El Liberalismo:¿un sueño?

Nace a comienzos del siglo XIX en contraposición con la concepción absoluta y subyugante de la Monarquía. Con la finalidad de reivindicar al individuo sus derechos: – libertad, – igualdad, – fraternidad, – propiedad, – tolerancia, – pluralidad, – división de poderes públicos…

Grandes políticos y humanistas han luchado por este ideal, pretendiendo reconciliar al ser humano con su esencia y a ellos con sus semejantes; pero, otros grandes déspotas ilustrados, han hecho lo contrario: el marxismo-leninismo en la Unión Soviética; la doctrina fascista en Italia; los dogmas del nazismo en la Alemania de Hitler; el sometimiento de España cuando las dictadura de Primo de Rivero y luego la de Franco; el comunismo de Pol Pot en Camboya; el terror de Saddam Hussein en Irak; dictaduras como las de: Augusto Pinochet en Chile, José Rafael Videla en Argentina, Hugo Banzer en Bolivia, Adi Amin en Uganda, Alfredo Stroessner en Paraguay. Todavía perdura la de Cuba ahora con Raúl Castro; en Sudan con Omar Hasan Ahmad al Bashir; en Birmania, Fidji o Guinea.

El primer liberal venezolano: “Simón Bolívar”, libertador de las Américas influido de John Locke, Montesquieu…, emprendió su gesta contra la Monarquía española. Sin embargo, sus compañeros de lucha, no sólo lo expulsaron de territorio venezolano, dividieron la Gran Colombia y comienzan a gobernar, sin brindar a la ciudadanía el mínimo de los derechos que habían predicado. El país queda dividido por las corrientes “liberales” y “conservadoras”. Quienes no tenían, absolutamente nada, ni de “liberales” ni de “conservadores”. Era una lucha por el poder (caudillismo); más no, para el beneficio colectivo (satisfacción social).

La Democracia, (1958), comienza con buen pie, pero luego degenera en un bipartidismo clientelar de cogollos, que si bien es cierto, blindó a la ciudadanía de garantías civiles; no es menos cierto, que hubo exclusión de importantes sectores civiles y políticos.

Con la Constituyente del 1999 cambia el régimen político y la Democracia, de “representativa”, pasa a ser “participativa”. Pero en la práctica, lo que tenemos es una “democracia discursiva”, porque de participación real… ¡nada! Sólo en la Constitución y en las leyes, como escudo protector, ¡pero no para cumplirlas!

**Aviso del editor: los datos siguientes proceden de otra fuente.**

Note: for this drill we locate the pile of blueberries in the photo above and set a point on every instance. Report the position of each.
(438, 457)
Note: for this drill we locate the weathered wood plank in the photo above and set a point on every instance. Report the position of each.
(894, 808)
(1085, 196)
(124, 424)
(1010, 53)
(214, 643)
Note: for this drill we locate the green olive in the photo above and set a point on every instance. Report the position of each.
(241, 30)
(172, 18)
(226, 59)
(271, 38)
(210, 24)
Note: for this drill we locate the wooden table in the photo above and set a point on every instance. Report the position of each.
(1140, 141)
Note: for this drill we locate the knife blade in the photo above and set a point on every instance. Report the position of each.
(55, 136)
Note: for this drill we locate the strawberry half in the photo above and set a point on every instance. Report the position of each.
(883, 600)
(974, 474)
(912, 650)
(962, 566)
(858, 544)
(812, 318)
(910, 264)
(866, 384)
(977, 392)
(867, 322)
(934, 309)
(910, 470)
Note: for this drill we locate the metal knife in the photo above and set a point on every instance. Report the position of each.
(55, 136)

De tal suerte que en el país siempre ha existido, como decía Brewer Carias, una etiqueta: primero “federal”, después “democracia representativa” y ahora de “democracia participativa”. Porque en realidad lo que ha movido a nuestros gobernantes ha sido, el “spoil system” o “sistema de botín”.

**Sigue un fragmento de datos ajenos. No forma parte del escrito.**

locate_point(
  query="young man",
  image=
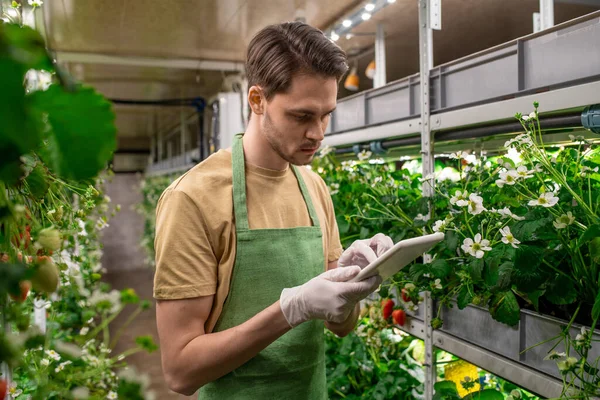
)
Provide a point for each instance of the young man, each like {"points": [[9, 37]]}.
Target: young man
{"points": [[247, 246]]}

Las luchas, que a lo largo de la historia han emprendido grandes hombres por la defensa de los derechos humanos, por el respeto a las ideas del otro, por la no discriminación y por la libertad de pensamiento, se han visto escamoteadas por la conducta amoral, sin el más minino sentido de la ética y de la honestidad, de otros pequeños hombres.

¿Es el liberalismo un sueño? ¡Será un sueño, si hombres y mujeres que creemos en esos postulados, no salimos a defenderlo!

Sí, es cierto que, ni con la democracia, ni con el liberalismo, la gente puede “comer”; pero también es cierto, que le permite a la ciudadanía un sistema político más humano, en cuyo marco de respeto por los derechos individuales, se puede obtener: “calidad de vida” y “desarrollo humano”.